What This Reveals About Chinese AI Strategy
The focus on hallucinations over existential risk reveals several strategic priorities:
Practical Deployment: China wants AI systems that work reliably today, not theoretical safeguards against speculative futures.
Economic Integration: By streamlining compliance and focusing on deployment-ready metrics, they're optimizing for AI economic integration.
Controlled Innovation: The advisor-enforcer model allows rapid innovation within clearly defined boundaries—classic Chinese tech governance.
The Road Ahead
CAICT isn't stopping at hallucinations. Their roadmap includes:
Industry-specific hallucination testing
Multimodal model evaluation methods
Automatic detection and mitigation tools
Ongoing benchmark iterations
This represents a fundamentally different bet on AI safety priorities. While Western labs pour resources into preventing AI takeover scenarios, Chinese institutions are systematically improving AI reliability for immediate applications.
The Bigger Picture
What's certain is that China isn't simply "following" Western AI safety practices, but rather building a governance framework optimized for its own strategic priorities and real-world effectiveness. While the EU Code of Practice addresses more fundamental and cutting-edge risk issues, China's current institutional advantage lies in its state-led approach to safety testing, which ensures that enterprises receive clear safety signals and follow through with testing compliance.

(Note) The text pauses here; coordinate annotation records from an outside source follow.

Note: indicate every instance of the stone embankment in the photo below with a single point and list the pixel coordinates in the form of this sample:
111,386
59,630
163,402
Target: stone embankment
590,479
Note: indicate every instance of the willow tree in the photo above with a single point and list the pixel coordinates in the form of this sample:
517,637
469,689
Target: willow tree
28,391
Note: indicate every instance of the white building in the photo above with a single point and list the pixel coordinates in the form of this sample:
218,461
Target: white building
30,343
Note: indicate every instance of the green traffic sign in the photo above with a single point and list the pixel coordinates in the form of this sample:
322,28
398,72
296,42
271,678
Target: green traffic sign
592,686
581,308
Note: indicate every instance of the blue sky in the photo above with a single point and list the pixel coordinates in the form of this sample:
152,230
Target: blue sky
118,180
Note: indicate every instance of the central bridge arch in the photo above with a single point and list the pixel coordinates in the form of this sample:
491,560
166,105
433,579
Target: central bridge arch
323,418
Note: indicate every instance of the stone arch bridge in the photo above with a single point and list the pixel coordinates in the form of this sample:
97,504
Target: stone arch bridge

This may prove more reliable in the AI safety domain than "market-driven" safety measures. When every company must pass the same safety assessments, a baseline level of security is guaranteed across the entire ecosystem.
The Chinese government's risk aversion and preference for stability manifests as a "control first, develop second" gradualist pathway when facing emerging technologies. For example, in military applications, the Chinese military would likely deploy AI with much greater caution. This approach constitutes an alternative pathway for AI safety.